Grundlegend für einen Hack ist natürlich zum einen eine gewisse Experimentierfreudigkeit in Bezug auf das Anpassen von Regeln und Hintergrund. Mitunter sind diese eng miteinander verwoben (wie z.B. bei Earthdawn) und deshalb nicht so ohne weiteres in ein neues Gerüst zu transportieren. Eine andere Grundlage kann allerdings auch Unzufriedenheit mit den Regeln eines Rollenspieles sein. Manchmal wollen einem Hausregeln alleine nicht ausreichen. Dann greift man zu einem anderen Regelwerk.

Hilfreich für Hacks sind auf jeden Fall universell angelegte Rollenspiele, wie z.B. Savage Worlds, Fate, PDQ oder GURPS. Vor etwa 10 Jahren hätte ich bei einem Hack als erstes zu GURPS gegriffen. Damals habe ich in der Regel keine Hacks, sondern einfach eigene Hintergrundwelten oder -szenarien geschaffen, die ich mit den Regeln von GURPS geleitet habe.

Dieser Tage greife ich mehrheitlich zu Fate Core oder Turbo-Fate, wenn ich einen neuen Hintergrund ausprobieren möchte.

Das richtige Fundament

Fate ist ein sehr leichtgewichtiges Regelwerk, das Spielern wie auch Spielleitern mit vergleichsweise wenig Arbeit einen schnellen Einstieg ermöglicht. Von der ersten Idee bis zum ersten Abenteuer ist es also nur ein kurzer Weg – einer der Gründe, warum ich es aktuell für Ideen und Hacks bevorzuge.

Andere Spielrunden werden andere Spielsysteme bevorzugen und diese als Grundlage für einen Hack verwenden. So kenne ich z.B. Spieler, die beinahe alle Hintergründe am liebsten mit den Regeln der Neuen Welt der Dunkelheit bespielen und entsprechende Hacks erstellen.

Meiner Erfahrung nach ist es für ein funktionierendes Fundament allerdings wichtig, das der regeltechnische Schwerpunkt eines Hacks bei den Regeln des gewählten Systems verbleibt. Wenn zu der gewünschten Spielwelt oder den originalen Regeln also sehr spezielle Eigenheiten gehören, die sich ohne weiteres nicht mit den neuen Regeln abbilden lassen, sollte man diese womöglich besser weglassen. Oder man interpretiert diese Eigenheiten auf eine Art und Weise, dass diese zum Regelkern des gewählten Spieles passen.

Das Grundregelwerk zu Fate Core bietet bereits eine Menge Möglichkeiten, wie man die Regeln an seine eigenen Vorstellungen anpasst. Dabei geht es zum einen um die Wahl der Fertigkeiten, die man mitunter auch nur umbenennen muss, damit sie zum eigenen Hintergrund passen.
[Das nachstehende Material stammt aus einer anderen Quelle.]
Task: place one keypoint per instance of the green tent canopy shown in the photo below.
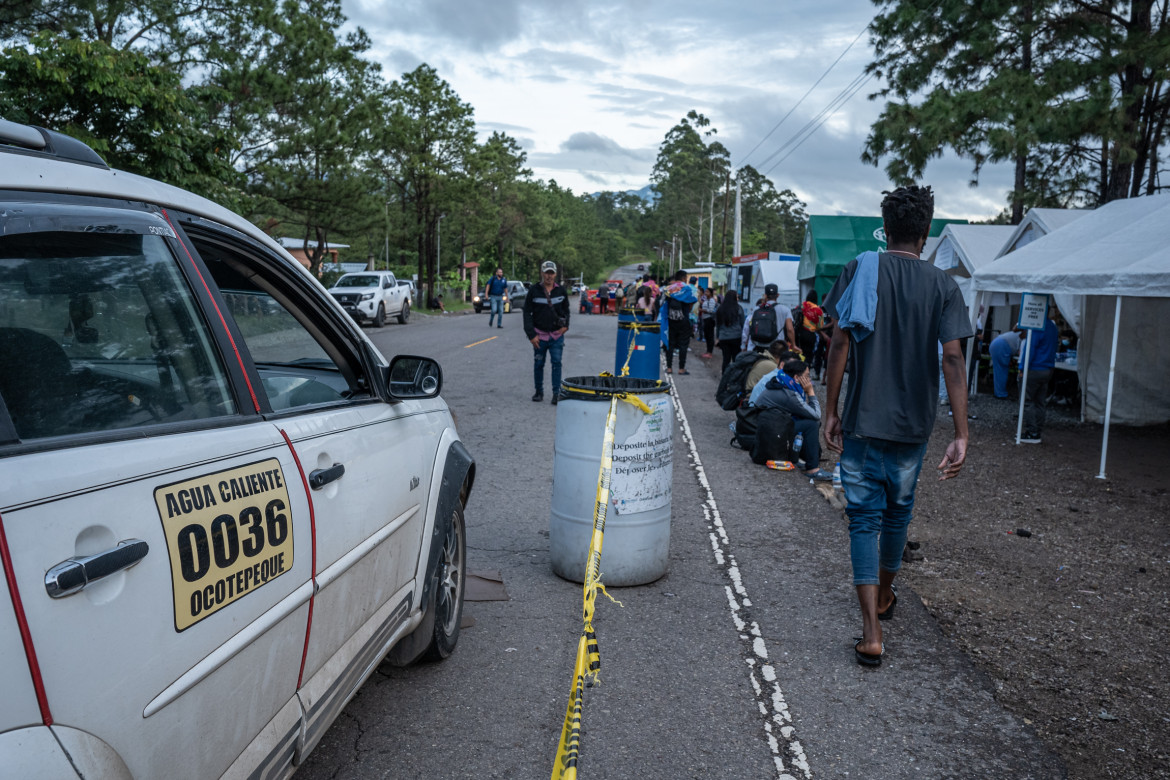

Dann um die immer wieder auftauchende Frage, wie man Ausrüstung verwendet oder ob man sie überhaupt als eigenen Punkt aufführt.

Ich blättere mich durch Fate Core und nehme mir Anregungen aus dem Fate System Toolkit, den Fate Worlds-Bänden und dem einen oder anderen Worlds of Adventure. Mir hilft hier und da auch ein Blick in das etwas ältere FreeFate, das einige interessante Anregungen enthält (z.B. eine Bauanleitung für Gefährten als Extras).

Schnelles Spiel

Wenn ich so einen Hack angehe, dann in der Regel für ein einziges Abenteuer von zwei bis drei Spielsitzungen. Die Charaktererschaffung braucht allerdings oft ebenfalls eine Sitzung. Um das zu vermeiden, nutze ich eine von zwei Möglichkeiten:

Vorgefertigt

Eine Art des schnellen Spieleinstiegs ist es natürlich, komplett vorgefertigte Charaktere am Start zu haben. Dabei habe ich mir allerdings angewöhnt, einige Stellen des Charakters leer zu lassen, damit der Spieler der Figur den letzten Schliff verpassen kann. Bei Fate Core startet man in der Regel mit 5 Aspekten und ich lasse beispielsweise einen oder zwei frei. Bei einer Turbo-Fate-Runde habe ich auch schon mal die Methoden frei gelassen und nur Aspekte und ein oder zwei Stunts vorgegeben. Konsequenter ist vermutlich die zweite, von mir präferierte Methode.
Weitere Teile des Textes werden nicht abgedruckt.